The House at Tyneford by Natasha Solomons

Summary from the publisher:
It’s the spring of 1938 and no longer safe to be a Jew in Vienna. Nineteen-year-old Elise Landau is forced to leave her glittering life of parties and champagne to become a parlor maid in England. She arrives at Tyneford, the great house on the bay, where servants polish silver and serve drinks on the lawn. But war is coming, and the world is changing. When the master of Tyneford’s young son, Kit, returns home, he and Elise strike up an unlikely friendship that will transform Tyneford-and Elise-forever.

I first heard about The House at Tyneford when various publishers started making “If you like Downton Abbey, you’ll like…” lists (here’s the one that made The New York Times, although Tyneford isn’t on it). Like most people, I am obsessed with Downton and, really, anything that addresses the relationship between upstairs and downstairs in grand old English estates, especially when things started breaking down in the early 20th century. The fact that Elise was a Jewish refugee made the book even more appealing.

Ms. Solomons paints a vivid picture of Tyneford House, but things become even more real when you have a strong frame of reference. It was easy to conjure the big house that slowly became more run down as the men left for war and upkeep became more difficult, as well as the frenetic activity of the servants’ hall below stairs. With these visuals in my mind’s eye, I tumbled straight into the world of Elise and the Rivers family.

Elise herself is an interesting heroine. I was fully prepared to hate her at the beginning—she seemed immature and empty headed and almost content to be so. Of course, as she reflects somewhere in the middle of the book, if she’d been allowed to stay in Vienna and go on as she was, she would never grow beyond the girl we met in the first few pages. Instead, she undergoes a journey of love and loss that is alternately traumatic, happy, and sad, and she emerges a transformed and much more likeable character. I sympathized for her as she tried to find her place in a house where she was neither servant nor gentry and as she tried to adapt in a land that was so different from her home, and I truly felt her pain as she desperately tried to learn news of her parents and sister during the war, when they were scattered all over the world.

Elise is supported by an incredible cast of characters, from the villagers who play hooky from church on the first day of trout season, to the elder Mr. Rivers and his reckless son Kit, to Mr. Wrexham who, with his pride in adherence to the old ways, reminded me of Mr. Carson. They enrich life at Tyneford and make the difficult moments easier to bear.

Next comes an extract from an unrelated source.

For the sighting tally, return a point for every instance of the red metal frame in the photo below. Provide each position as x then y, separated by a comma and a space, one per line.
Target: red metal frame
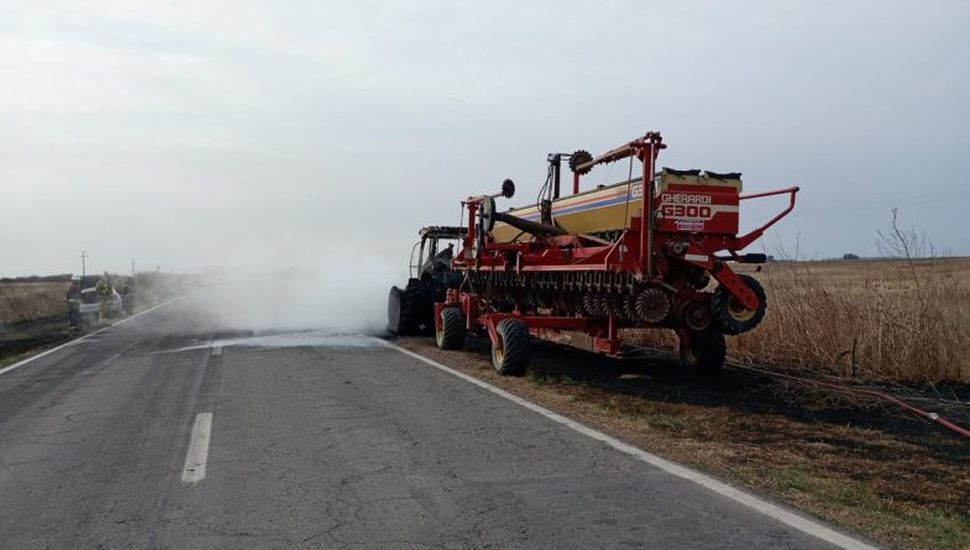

Parts of the plot are a little predictable, particularly where the various romances are concerned, but I enjoyed everything else about the book so much that I was willing to overlook it. Overall, The House at Tyneford is a transporting historical tale that will definitely keep you satisfied until you can get your next fix of Lady Mary and Matthew.

The House at Tyneford was read as part of the What’s in a Name challenge, hosted by Beth Fish Reads.